The reason for this proceeding was to "exaggerate" the differences that occur at very low volume and make them audible.

My observations: All files started to contain aditional noise compared to the original after ~1/2 of playing time. At this point started what surprised me: The mp3 sounded like the original + increasing noise till the end of the sample while MPC and Vorbis started with slight artifacts and sounded more and more awfull: ogg somehow like underwater, mpc like NUMLock's lame audiophile preset wink.gif and worse.

So is mp3 superior at low volumes? Not really. I gave mp3 an advantage by using CBR. A quick test using lame ape (=VBR) showed the same awfulness as Vorbis and mpc. Besides, I noticed that with decreasing volume the bitrate of all 3 codes decreased too.

Conclusion? I'm not sure, but maybe there's something that could be improved (adaptive ath model for high resolution signals, or ...). Imagine, you have a high resolution source (DVD audio ...) and music that uses its huge dynamic range (not completely of course) - and equipment with really high SNR ... this could be an issue.

I hope I haven't just wased my time and space on this forum wink.gif. Thoughts welcome.


--------------------
Let's suppose that rain washes out a picnic. Who is feeling negative? The rain? Or YOU? What's causing the negative feeling? The rain or your reaction? - Anthony De Mello
Go to the top of the page
+Quote Post
SometimesWarrior
post Feb 8 2003, 03:10
Post #2





Group: Members
Posts: 671
Joined: 21-November 01
From: California, US
Member No.: 514



I remembered hearing something about MPC SV8 having support for a higher dynamic range than SV7. A forum search turned up an old post by Frank Klemm mentioning this. Here's an excerpt (emphasis mine):

QUOTE (Frank Klemm @ Mar 5 2002 - 09:20 AM)
But the main advantage will be more stable quality than SV7. Especially the little bit too much treble problem should be fixed in SV8. Editing/Fading of files without reencoding is possible. You can convert SV7 and MP2 to SV8. Streaming is possible (but not optimized for weak connections). 32 kHz and 48 kHz is possible. Up to 7 channels are possible. Increases dynamic range (102 dB => 256 dB). Tagging support. CDdb (not lke cddb or freedb, but more like imdb).

Although perhaps the details have changed slightly; a newer excerpt from here says SV8 will "only" have 190dB possible dynamics.
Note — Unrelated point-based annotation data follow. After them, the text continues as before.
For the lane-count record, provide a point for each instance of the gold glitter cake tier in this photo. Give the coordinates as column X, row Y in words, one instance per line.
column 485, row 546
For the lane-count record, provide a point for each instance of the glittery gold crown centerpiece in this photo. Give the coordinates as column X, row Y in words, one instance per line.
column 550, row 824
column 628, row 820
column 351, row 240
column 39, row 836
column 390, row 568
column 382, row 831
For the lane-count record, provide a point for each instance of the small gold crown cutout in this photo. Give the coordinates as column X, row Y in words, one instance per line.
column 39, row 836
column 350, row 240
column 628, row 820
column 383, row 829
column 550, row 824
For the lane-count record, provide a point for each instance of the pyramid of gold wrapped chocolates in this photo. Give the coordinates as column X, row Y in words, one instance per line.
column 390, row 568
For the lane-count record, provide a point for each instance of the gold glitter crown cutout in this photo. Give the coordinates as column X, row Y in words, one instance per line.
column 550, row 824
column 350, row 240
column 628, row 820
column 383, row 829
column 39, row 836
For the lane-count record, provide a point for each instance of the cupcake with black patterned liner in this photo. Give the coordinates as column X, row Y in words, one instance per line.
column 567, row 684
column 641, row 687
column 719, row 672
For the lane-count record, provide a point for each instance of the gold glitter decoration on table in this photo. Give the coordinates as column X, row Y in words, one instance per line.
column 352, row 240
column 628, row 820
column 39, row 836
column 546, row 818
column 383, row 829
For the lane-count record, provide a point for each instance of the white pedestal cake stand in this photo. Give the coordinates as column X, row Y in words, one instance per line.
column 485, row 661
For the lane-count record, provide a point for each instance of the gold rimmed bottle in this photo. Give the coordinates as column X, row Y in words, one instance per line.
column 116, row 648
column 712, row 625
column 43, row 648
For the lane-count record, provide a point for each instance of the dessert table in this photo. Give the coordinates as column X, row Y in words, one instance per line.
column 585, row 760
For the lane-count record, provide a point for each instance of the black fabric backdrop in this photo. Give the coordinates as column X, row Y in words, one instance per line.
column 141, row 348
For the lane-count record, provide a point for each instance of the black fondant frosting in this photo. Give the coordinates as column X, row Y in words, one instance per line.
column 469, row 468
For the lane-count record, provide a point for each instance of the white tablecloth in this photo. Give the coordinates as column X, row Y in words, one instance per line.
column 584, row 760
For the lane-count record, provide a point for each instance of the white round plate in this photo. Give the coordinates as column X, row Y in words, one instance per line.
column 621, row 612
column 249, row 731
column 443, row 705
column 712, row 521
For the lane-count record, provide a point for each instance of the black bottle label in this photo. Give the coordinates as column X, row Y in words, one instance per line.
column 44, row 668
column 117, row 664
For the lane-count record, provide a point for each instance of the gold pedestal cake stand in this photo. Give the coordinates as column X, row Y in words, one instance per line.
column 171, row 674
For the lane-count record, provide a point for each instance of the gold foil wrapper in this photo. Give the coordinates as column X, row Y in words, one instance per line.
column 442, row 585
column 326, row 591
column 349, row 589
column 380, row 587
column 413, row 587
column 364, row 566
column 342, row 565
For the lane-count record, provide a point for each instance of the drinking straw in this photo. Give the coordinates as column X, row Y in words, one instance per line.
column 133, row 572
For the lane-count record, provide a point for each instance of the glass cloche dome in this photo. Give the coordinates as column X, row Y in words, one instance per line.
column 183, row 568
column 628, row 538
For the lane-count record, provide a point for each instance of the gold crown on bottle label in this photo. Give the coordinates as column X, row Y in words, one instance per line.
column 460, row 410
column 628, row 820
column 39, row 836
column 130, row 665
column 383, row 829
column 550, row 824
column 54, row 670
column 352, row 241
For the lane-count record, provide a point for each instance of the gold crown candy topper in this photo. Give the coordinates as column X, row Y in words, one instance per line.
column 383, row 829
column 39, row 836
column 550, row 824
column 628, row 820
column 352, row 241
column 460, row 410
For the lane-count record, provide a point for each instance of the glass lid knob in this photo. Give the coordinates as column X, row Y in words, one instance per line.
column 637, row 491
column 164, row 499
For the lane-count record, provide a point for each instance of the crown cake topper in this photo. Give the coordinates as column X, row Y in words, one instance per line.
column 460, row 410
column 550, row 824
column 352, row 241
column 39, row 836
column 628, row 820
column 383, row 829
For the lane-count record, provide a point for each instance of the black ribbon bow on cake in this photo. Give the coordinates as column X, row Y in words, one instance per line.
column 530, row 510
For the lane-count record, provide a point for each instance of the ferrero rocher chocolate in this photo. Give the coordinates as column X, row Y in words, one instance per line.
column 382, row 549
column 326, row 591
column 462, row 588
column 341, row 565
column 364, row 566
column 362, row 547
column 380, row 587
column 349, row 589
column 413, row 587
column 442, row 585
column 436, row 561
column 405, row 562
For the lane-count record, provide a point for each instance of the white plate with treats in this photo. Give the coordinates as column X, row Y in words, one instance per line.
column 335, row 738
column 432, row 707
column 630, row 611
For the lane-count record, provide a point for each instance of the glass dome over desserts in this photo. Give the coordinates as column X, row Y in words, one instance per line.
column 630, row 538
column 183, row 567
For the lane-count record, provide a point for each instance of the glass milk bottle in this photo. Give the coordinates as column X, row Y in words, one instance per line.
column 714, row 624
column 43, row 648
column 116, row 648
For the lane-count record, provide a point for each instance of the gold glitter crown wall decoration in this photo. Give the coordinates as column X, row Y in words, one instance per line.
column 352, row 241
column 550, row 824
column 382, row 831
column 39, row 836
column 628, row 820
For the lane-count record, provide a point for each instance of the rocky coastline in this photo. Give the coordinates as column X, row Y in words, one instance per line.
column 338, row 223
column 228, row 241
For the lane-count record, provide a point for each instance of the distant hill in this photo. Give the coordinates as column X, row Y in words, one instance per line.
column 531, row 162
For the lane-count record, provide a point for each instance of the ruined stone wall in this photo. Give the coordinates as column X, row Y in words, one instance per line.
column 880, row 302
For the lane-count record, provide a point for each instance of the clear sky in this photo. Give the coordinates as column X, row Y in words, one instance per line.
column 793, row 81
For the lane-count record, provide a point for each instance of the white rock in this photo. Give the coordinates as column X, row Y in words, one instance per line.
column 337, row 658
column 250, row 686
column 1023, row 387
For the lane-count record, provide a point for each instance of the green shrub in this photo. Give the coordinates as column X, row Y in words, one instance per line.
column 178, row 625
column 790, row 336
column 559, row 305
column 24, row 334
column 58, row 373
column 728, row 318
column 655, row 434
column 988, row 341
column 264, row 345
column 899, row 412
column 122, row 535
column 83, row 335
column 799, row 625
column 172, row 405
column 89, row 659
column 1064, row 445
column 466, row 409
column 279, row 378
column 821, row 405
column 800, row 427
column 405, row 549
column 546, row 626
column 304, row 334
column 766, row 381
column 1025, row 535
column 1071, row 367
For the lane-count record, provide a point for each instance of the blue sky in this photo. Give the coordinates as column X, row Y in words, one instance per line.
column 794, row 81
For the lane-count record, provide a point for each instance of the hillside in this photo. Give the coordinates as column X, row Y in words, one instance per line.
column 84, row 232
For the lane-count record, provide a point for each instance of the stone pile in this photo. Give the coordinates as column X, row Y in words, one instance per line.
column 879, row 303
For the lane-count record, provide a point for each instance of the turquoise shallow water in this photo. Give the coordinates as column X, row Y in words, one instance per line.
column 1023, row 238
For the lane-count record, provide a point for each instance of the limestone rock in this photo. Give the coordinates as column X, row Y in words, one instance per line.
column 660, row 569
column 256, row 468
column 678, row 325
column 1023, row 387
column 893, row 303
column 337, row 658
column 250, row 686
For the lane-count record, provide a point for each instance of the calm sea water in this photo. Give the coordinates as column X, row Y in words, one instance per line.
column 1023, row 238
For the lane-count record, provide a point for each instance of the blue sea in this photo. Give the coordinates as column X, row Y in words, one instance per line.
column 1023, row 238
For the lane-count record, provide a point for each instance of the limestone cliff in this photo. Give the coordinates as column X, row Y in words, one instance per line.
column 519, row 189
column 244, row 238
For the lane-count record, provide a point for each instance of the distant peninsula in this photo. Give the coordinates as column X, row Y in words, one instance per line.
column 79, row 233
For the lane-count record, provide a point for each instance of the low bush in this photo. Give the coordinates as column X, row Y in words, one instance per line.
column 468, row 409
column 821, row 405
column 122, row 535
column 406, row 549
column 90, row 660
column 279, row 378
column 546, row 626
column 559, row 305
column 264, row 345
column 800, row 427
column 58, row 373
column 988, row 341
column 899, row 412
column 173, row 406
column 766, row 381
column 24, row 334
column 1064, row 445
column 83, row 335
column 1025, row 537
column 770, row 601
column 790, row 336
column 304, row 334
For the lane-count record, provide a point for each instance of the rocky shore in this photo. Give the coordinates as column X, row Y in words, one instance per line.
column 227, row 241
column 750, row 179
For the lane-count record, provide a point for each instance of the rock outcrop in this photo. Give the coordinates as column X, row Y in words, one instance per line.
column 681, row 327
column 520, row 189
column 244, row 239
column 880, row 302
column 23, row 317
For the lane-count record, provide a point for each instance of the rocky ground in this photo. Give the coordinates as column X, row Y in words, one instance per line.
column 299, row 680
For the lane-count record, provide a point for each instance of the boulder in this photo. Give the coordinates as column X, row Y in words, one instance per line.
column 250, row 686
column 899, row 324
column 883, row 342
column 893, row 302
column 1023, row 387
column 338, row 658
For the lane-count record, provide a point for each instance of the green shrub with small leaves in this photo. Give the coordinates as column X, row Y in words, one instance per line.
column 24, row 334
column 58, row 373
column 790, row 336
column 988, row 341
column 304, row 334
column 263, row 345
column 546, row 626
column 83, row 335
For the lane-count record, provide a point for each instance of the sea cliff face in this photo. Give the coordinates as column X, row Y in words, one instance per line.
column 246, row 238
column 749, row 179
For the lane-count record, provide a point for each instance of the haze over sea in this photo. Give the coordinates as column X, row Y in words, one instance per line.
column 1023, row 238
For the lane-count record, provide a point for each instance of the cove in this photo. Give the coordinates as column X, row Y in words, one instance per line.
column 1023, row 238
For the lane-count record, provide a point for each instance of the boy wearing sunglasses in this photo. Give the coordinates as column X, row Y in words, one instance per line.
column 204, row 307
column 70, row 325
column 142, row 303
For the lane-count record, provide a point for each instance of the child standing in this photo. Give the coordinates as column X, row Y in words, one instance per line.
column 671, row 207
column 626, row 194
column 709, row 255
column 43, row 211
I'm not sure if this has any relevance to your observations, it's just something that came to my mind. I'm fairly confident that the "increased dynamic range" goes towards eliminating clipping during the encoding phase, but I'm not sure if it also helps with the situation you're testing.
Go to the top of the page
+Quote Post
CiTay
post Feb 8 2003, 03:22
Post #3


Administrator


Group: Admin
Posts: 2378
Joined: 22-September 01
Member No.: 3



QUOTE
Besides, I noticed that with decreasing volume the bitrate of all 3 codes decreased too.


I think you're mainly testing the ATH curves/masking thresholds of each codec. This is something i thought about before, in conjunction with WaveGain prior to encoding, or older, relatively quiet recordings. I wonder if that could have a possible negative effect, because more of the signal goes down in the noise, or on the other hand, with overcompressed modern music, if more and more of the signal is left out due to temporal masking. Remember, we've already seen some sideffects of today's loudness race, see internal clipping with MPC. This was a design flaw, since nobody could anticipate today's excessive volume levels. There must be some more in today's codecs...
Go to the top of the page
+Quote Post
Garf
post Feb 8 2003, 10:16
Post #4


Server Admin


Group: Admin
Posts: 4886
Joined: 24-September 01
Member No.: 13



QUOTE (CiTay @ Feb 8 2003 - 04:22 AM)
I think you're mainly testing the ATH curves/masking thresholds of each codec. This is something i thought about before, in conjunction with WaveGain prior to encoding, or older, relatively quiet recordings. I wonder if that could have a possible negative effect, because more of the signal goes down in the noise, or on the other hand, with overcompressed modern music, if more and more of the signal is left out due to temporal masking.

You can test this theory by scaling down, encoding, decoding, and scaling up. The result should be very different and not have any noticeable effect on quality.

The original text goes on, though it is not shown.